Sudan's president, Omar Hassan Ahmed Bashir, stands accused of -- among other horrible crimes -- masterminding the use of rape as a form of genocide against several ethnic groups in Darfur. In the coming weeks, three judges of the International Criminal Court in The Hague will decide whether that charge will be included in the likely arrest warrant against him. Hanging in the balance is whether the heinous modern warfare strategy of mass rape will be condemned and prosecuted for what it truly is: genocide.
The court's prosecutor, Luis Moreno-Ocampo, has filed other charges as well, including war crimes, crimes against humanity and "mass murder as genocide." But the groundbreaking charge is rape as genocide, which relies on two lesser-known ways of destroying a people: "causing serious bodily or mental harm to members of the group" or "deliberately inflicting on the group conditions of life calculated to bring about its physical destruction in whole or in part."
Prosecuting the crime of rape under these particular formulations is unprecedented for the International Criminal Court. There were mass rapes in Rwanda in 1994, for instance, but many of the victims were quickly killed as part of the overall genocide. In Darfur, many rape victims survive, but they suffer grievous harm to their bodies, minds and ethnic identities that can lead to a genocidal result.
Despite rulings from earlier Rwanda and Bosnia war crimes tribunals that offer guidance, the relative novelty and complexity of rape-as-genocide cases might impel the judges to stick to more familiar war-crimes terrain. But the judges only have to find reasonable grounds to include the rape-as-genocide charges on the Bashir warrant. They need not establish proof beyond a reasonable doubt, the standard applied at trial.
The evidence presented by Moreno-Ocampo appears compelling. The prosecutor's investigation reveals that, since 2003, Bashir's forces and agents have driven about 2.5 million Sudanese, including substantial numbers of the Fur, Massalit and Zaghawa ethnic groups, into camps of internally displaced persons. They then raped and inflicted other forms of severe sexual violence on thousands and continue to do so. A common tactic is for the janjaweed militia and Sudan's armed forces and security agents to lie in wait outside the camps to rape -- or often gang-rape -- the women and girls who come out to collect firewood, grass or water in order to survive.

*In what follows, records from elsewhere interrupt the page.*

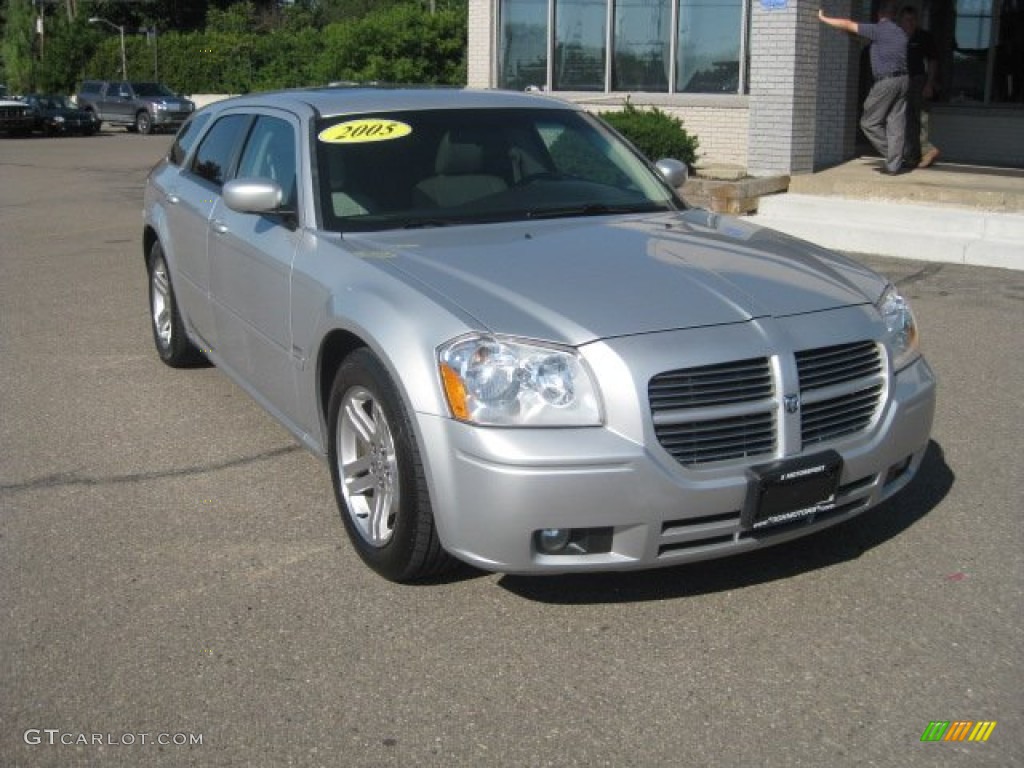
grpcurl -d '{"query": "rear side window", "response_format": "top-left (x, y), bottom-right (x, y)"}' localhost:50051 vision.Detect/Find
top-left (167, 112), bottom-right (210, 165)
top-left (190, 115), bottom-right (252, 186)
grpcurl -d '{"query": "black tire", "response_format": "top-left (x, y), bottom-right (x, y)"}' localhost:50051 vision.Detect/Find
top-left (135, 110), bottom-right (153, 136)
top-left (146, 241), bottom-right (206, 368)
top-left (328, 349), bottom-right (456, 583)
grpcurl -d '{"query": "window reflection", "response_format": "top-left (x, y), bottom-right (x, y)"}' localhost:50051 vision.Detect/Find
top-left (611, 0), bottom-right (672, 92)
top-left (499, 0), bottom-right (548, 90)
top-left (554, 0), bottom-right (608, 91)
top-left (498, 0), bottom-right (745, 93)
top-left (676, 0), bottom-right (743, 93)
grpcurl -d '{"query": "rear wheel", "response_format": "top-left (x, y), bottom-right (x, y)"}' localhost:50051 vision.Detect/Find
top-left (148, 241), bottom-right (205, 368)
top-left (328, 349), bottom-right (455, 582)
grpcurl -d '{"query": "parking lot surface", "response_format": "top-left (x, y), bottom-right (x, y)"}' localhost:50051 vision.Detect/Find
top-left (0, 131), bottom-right (1024, 767)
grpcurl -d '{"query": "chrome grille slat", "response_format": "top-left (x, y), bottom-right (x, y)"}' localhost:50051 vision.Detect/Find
top-left (655, 413), bottom-right (775, 464)
top-left (647, 340), bottom-right (886, 467)
top-left (647, 357), bottom-right (775, 466)
top-left (647, 357), bottom-right (772, 413)
top-left (797, 341), bottom-right (884, 447)
top-left (797, 341), bottom-right (882, 392)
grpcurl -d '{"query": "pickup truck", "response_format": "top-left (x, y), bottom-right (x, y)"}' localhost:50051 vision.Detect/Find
top-left (76, 80), bottom-right (196, 133)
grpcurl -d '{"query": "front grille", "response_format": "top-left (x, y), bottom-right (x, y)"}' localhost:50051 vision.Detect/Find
top-left (797, 341), bottom-right (882, 392)
top-left (647, 357), bottom-right (772, 413)
top-left (647, 357), bottom-right (775, 466)
top-left (647, 341), bottom-right (885, 467)
top-left (797, 341), bottom-right (883, 447)
top-left (654, 412), bottom-right (775, 465)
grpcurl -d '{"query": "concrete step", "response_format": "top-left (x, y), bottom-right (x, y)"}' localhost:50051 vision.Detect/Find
top-left (752, 192), bottom-right (1024, 269)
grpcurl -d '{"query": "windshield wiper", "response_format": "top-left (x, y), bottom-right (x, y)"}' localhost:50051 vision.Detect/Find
top-left (401, 218), bottom-right (454, 229)
top-left (526, 203), bottom-right (664, 219)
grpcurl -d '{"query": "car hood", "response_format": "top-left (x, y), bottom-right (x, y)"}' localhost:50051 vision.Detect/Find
top-left (345, 210), bottom-right (885, 345)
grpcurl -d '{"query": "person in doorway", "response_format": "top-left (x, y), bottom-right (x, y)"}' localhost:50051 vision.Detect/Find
top-left (899, 5), bottom-right (939, 168)
top-left (818, 0), bottom-right (910, 176)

"Maybe around 20 men rape one woman," one victim said in a report cited by the prosecutor. "These things are normal for us here in Darfur. ... They rape women in front of their mothers and fathers."
"Janjaweed babies" born of the rapes rarely have a future in the mother's ethnic group. Infanticide and abandonment are common. Another victim explained: "They kill our males and dilute our blood with rape. [They] ... want to finish us as a people, end our history."